La supresión de este impuesto conllevaría, asimismo, la desaparición de una fuente de información muy valiosa: para muchas otras políticas públicas, es necesario saber quién es rico o pobre por naturaleza, y en qué medida. La finalidad última de algunos de los que preconizan la supresión del impuesto de sucesiones es esa (incluso más que el ahorro tributario en sí mismo): que cuanto menos información exista sobre el patrimonio y las herencias, mejor. Porque lo que no se conoce, no existe. Y de ahí a los paraísos fiscales.
La sociedad española es solidaria con las personas mayores: pensiones, dependencia, sanidad, transporte. Habla bien del país en que vivimos. Todos queremos sentirnos protegidos en una etapa de la vida en la que somos particularmente vulnerables. La pregunta es por qué no fortalecer esa cohesión social y cerrar el círculo de la solidaridad entre generaciones institucionalizando un mecanismo de distribución del capital que complemente, en sentido inverso, esos flujos de renta.

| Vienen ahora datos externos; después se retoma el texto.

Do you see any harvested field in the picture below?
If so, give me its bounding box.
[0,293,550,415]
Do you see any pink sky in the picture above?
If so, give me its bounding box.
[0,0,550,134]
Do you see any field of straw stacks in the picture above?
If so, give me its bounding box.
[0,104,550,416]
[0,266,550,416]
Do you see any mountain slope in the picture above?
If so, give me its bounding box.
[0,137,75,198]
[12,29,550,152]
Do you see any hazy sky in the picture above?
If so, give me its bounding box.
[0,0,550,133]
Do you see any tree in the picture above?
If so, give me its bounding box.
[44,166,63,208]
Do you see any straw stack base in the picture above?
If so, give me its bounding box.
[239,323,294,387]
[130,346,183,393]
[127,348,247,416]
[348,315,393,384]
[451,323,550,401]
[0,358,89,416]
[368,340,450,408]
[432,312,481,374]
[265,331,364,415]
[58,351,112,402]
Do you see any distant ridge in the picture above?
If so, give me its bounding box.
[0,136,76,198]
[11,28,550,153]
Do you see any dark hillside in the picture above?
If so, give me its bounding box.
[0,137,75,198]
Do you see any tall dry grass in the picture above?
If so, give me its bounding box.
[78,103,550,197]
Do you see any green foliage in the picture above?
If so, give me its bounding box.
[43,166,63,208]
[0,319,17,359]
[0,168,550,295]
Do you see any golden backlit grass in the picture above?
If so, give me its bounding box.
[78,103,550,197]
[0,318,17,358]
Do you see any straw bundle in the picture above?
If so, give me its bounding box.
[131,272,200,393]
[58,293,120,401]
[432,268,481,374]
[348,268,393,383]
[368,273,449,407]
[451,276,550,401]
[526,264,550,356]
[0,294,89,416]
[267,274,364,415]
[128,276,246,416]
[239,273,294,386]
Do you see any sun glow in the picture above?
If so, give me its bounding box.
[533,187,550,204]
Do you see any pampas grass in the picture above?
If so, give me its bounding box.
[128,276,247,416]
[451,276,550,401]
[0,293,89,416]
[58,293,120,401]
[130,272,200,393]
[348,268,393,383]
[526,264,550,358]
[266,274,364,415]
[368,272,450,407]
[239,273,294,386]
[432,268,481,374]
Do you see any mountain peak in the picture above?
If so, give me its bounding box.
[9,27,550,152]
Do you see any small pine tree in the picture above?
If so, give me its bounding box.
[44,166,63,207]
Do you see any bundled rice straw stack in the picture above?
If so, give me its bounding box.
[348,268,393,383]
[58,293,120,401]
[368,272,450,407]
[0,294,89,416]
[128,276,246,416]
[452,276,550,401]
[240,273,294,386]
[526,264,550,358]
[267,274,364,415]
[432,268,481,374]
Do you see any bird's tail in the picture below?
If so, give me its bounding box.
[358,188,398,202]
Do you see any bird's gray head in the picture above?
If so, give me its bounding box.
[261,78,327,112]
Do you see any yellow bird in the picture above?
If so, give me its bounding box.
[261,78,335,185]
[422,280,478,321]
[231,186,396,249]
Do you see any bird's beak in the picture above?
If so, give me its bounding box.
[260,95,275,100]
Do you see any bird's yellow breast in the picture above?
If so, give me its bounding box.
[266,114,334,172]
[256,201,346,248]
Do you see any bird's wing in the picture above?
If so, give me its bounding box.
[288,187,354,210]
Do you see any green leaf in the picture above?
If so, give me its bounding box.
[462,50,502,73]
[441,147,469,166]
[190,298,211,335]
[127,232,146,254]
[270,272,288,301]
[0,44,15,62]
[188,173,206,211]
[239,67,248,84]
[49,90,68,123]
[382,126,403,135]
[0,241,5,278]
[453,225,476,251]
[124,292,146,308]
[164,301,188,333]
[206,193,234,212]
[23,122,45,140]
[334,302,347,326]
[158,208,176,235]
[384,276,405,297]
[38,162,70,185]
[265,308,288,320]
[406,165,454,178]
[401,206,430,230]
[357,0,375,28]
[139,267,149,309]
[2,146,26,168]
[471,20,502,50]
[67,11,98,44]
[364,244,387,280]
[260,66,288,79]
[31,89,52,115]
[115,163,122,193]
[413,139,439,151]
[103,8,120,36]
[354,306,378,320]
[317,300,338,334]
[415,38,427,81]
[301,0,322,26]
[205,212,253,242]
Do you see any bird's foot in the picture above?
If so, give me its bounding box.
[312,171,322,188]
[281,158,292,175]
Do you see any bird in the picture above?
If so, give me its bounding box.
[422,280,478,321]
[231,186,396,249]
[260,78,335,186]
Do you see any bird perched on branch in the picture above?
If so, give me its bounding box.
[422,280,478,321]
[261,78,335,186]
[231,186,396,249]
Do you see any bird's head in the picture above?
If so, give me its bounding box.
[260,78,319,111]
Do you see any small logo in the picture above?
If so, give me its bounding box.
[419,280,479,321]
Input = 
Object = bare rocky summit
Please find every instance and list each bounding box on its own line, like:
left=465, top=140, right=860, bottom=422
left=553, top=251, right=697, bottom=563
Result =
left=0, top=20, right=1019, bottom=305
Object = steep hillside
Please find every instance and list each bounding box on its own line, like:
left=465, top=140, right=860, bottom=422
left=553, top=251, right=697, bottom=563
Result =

La recaudación actual del impuesto de Sucesiones no es suficiente para poner en marcha un sistema de herencia universal. Y no se dan, ahora mismo, las condiciones para una iniciativa de este tipo: elevado déficit estructural, reforma fiscal postergada, ausencia de consenso político, etc. Pero es algo que acabará formando parte de la agenda política, tanto por razones de equidad como por motivos de eficiencia: la acumulación de capital poco productivo o improductivo en las sociedades más envejecidas es un freno al crecimiento de la economía. La circulación del capital terminará siendo un problema al que habrá que dar respuesta y los jóvenes tendrán mucho que decir en esto.
Sin embargo, no debería ser imposible darle ya un nuevo sentido al impuesto de Sucesiones, por ejemplo, reemplazándolo por una contribución solidaria intergeneracional que respete los principios fiscales de generalidad, igualdad y progresividad, con un trato favorable al patrimonio tipo de las clases medias y populares, a la vivienda principal y a la transmisión de las empresas familiares (a través de un mínimo exento representativo u otras soluciones equitativas). El término “contribución” no es un eufemismo: a diferencia de lo que ocurre con los impuestos, que alimentan la hacienda pública sin destino particular, su recaudación podría estar directamente afectada al cuidado y la educación de los cero a los tres años, de acuerdo con criterios de renta. Porque a esa edad nace la desigualdad más injusta, la que no tiene que ver con el esfuerzo. Porque en ese momento se dispara la brecha de género en el mercado laboral. Y porque no hay hilo más fuerte con el que coser una sociedad que el nexo entre los abuelos que se van y los nietos que vienen.
España tiene una de las mayores esperanzas de vida del mundo y una de las menores tasas de natalidad. Entre un sistema de guardería universal, llamémosle así, o seguir ahondando en las bonificaciones autonómicas a las grandes fortunas, la elección debería hacerse sola. No es la única opción imaginable. Los recursos están, solo hay que ir un paso más allá de lo que ya planteó sieur Lacoste hace más de dos siglos.